É notório na contemponaneidade os efeitos das revoluções industriais nas relações, além de nas econômicas, nas sociais. O conceito de ‘‘modernidade líquida’’, criado pelo filósofo Zigmunt Bauman, faz alusão à essas interações hodiernas, frágeis e momentâneas. Nesse contexto, o uso de tecnologias por crianças torna-se mais atrativo que atividades fora do ambiente virtual, devido ao seu caráter breve e a facilidade de acesso aos conteúdos de rápida satisfação.
Ademais, a falta de informação dos responsáveis por essas crianças dificulta a erradicação desse problema. De acordo com a filósofa Djamila Ribeiro, para pensar em soluções para uma realidade, devemos tirá-la da invisibidade primeiro. Assim sendo, é indispensável que o uso indiscrimanado de tecnologias e suas consequências para o público infantil seja melhor discutido entre essas crianças e seus familiares, que estão cada vez mais alienadas à tal realidade.

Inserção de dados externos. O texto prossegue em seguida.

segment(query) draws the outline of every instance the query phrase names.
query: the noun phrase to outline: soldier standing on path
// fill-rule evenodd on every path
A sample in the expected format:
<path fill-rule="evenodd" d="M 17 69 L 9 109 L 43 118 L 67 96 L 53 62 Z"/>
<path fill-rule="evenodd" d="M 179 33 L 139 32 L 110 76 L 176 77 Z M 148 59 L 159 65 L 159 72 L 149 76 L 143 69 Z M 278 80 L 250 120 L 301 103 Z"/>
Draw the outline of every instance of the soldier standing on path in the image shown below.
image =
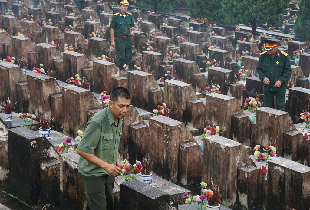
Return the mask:
<path fill-rule="evenodd" d="M 135 23 L 131 13 L 127 12 L 128 0 L 119 0 L 121 12 L 114 14 L 112 18 L 111 28 L 111 45 L 116 48 L 118 59 L 117 65 L 122 70 L 125 63 L 131 68 L 132 61 L 132 42 L 131 36 L 133 35 L 133 28 Z M 114 36 L 115 40 L 114 41 Z"/>
<path fill-rule="evenodd" d="M 279 40 L 264 40 L 266 50 L 260 54 L 256 70 L 263 83 L 264 106 L 273 108 L 274 96 L 277 109 L 285 111 L 285 92 L 292 75 L 290 58 L 287 53 L 277 49 Z"/>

Torna-se evidente, portante, que o atual modelo de produção e a carência de informações dos familiares favorecem a perpetuação do uso compulsório dessas tecnologias pelos mais novos. Dessa maneira, é imprescindível que o Ministério da Educação, órgão responsável pela execução de políticas educacionais, implemente na grade das escolas aulas que fomentem discussões acerca do uso correto de tecnologias digitais entre responsáveis e alunos, afim de conscientizar esse público sobre os problemas do ambiente virtual e evitar possível dependência. Assim a tecnologia tornará-se mais aliada do que inimiga.